🤖 AI Summary
This work addresses the high inference cost and inefficiency caused by repetitive user queries in large language models, which existing approaches fail to mitigate by leveraging redundant information in historical dialogues. The authors propose a memory-augmented inference framework that employs a lightweight model combined with hybrid retrieval (BM25 and cosine similarity) to retrieve relevant historical context. A confidence-based routing mechanism directs queries to a low-cost response path, minimizing frequent calls to the large model. Evaluated on LoCoMo and LongMemEval benchmarks, the method achieves 30.5% F1 using only an 8B-parameter model with memory—recovering 69% of the performance of a full-context 235B model—while reducing inference costs by 96%. Hybrid retrieval further improves F1 by 7.7 points.
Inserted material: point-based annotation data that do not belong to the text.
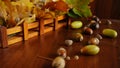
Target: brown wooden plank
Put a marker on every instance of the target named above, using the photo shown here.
(3, 37)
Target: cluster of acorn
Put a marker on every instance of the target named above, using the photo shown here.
(91, 48)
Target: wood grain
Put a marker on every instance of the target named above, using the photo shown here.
(26, 55)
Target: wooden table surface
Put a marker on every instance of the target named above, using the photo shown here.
(26, 54)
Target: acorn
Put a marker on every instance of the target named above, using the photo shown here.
(94, 41)
(68, 42)
(99, 36)
(62, 52)
(88, 30)
(109, 22)
(90, 50)
(95, 18)
(94, 25)
(76, 57)
(77, 37)
(68, 58)
(58, 62)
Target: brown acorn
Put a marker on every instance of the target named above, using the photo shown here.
(88, 30)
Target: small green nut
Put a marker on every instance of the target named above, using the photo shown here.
(76, 24)
(110, 33)
(90, 50)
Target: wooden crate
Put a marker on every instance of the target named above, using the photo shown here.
(28, 30)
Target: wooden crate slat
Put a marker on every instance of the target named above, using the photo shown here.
(32, 25)
(48, 29)
(48, 21)
(61, 17)
(13, 30)
(14, 39)
(3, 37)
(32, 34)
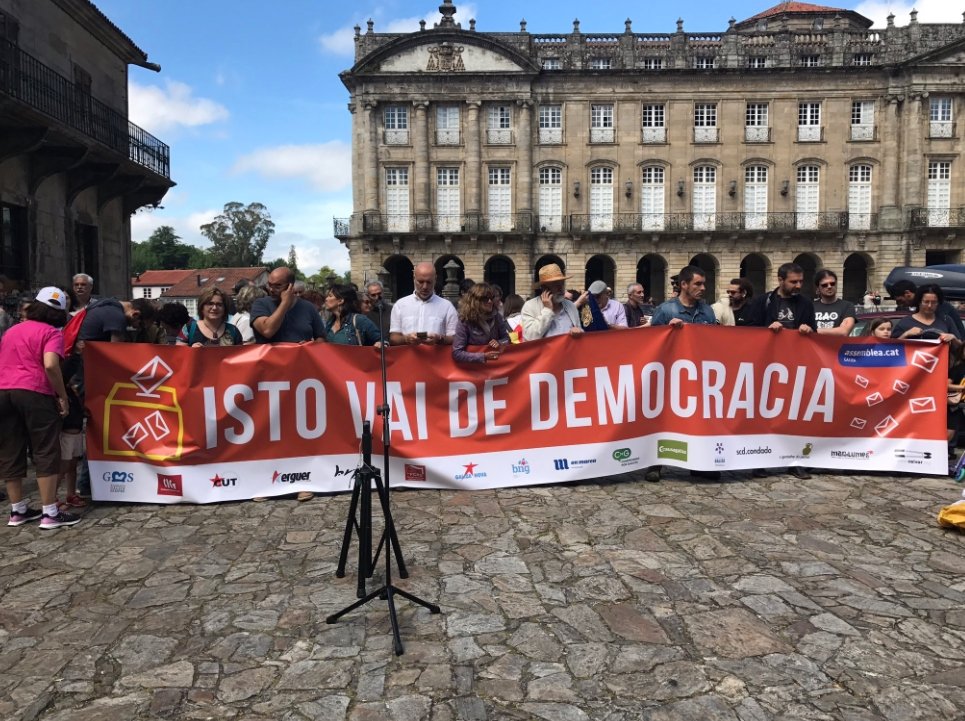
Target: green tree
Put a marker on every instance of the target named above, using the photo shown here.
(239, 235)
This study demonstrates for the first time that in persistent AI agents, an efficient memory mechanism can substantially enhance both inference efficiency and accuracy without additional training or annotated data, revealing that improved knowledge access outperforms mere model scaling.
📝 Abstract
Production AI agents frequently receive user-specific queries that are highly repetitive, with up to 47\% being semantically similar to prior interactions, yet each query is typically processed with the same computational cost. We argue that this redundancy can be exploited through conversational memory, transforming repetition from a cost burden into an efficiency advantage. We propose a memory-augmented inference framework in which a lightweight 8B-parameter model leverages retrieved conversational context to answer all queries via a low-cost inference path. Without any additional training or labeled data, this approach achieves 30.5\% F1, recovering 69\% of the performance of a full-context 235B model while reducing effective cost by 96\%. Notably, a 235B model without memory (13.7\% F1) underperforms even the standalone 8B model (15.4\% F1), indicating that for user-specific queries, access to relevant knowledge outweighs model scale. We further analyze the role of routing and confidence. At practical confidence thresholds, routing alone already directs 96\% of queries to the small model, but yields poor accuracy (13.0\% F1) due to confident hallucinations. Memory does not substantially alter routing decisions; instead, it improves correctness by grounding responses in retrieved user-specific information. As conversational memory accumulates over time, coverage of recurring topics increases, further narrowing the performance gap. We evaluate on 152 LoCoMo questions (Qwen3-8B/235B) and 500 LongMemEval questions. Incorporating hybrid retrieval (BM25 + cosine similarity) improves performance by an additional +7.7 F1, demonstrating that retrieval quality directly enhances end-to-end system performance. Overall, our results highlight that memory, rather than model size, is the primary driver of accuracy and efficiency in persistent AI agents.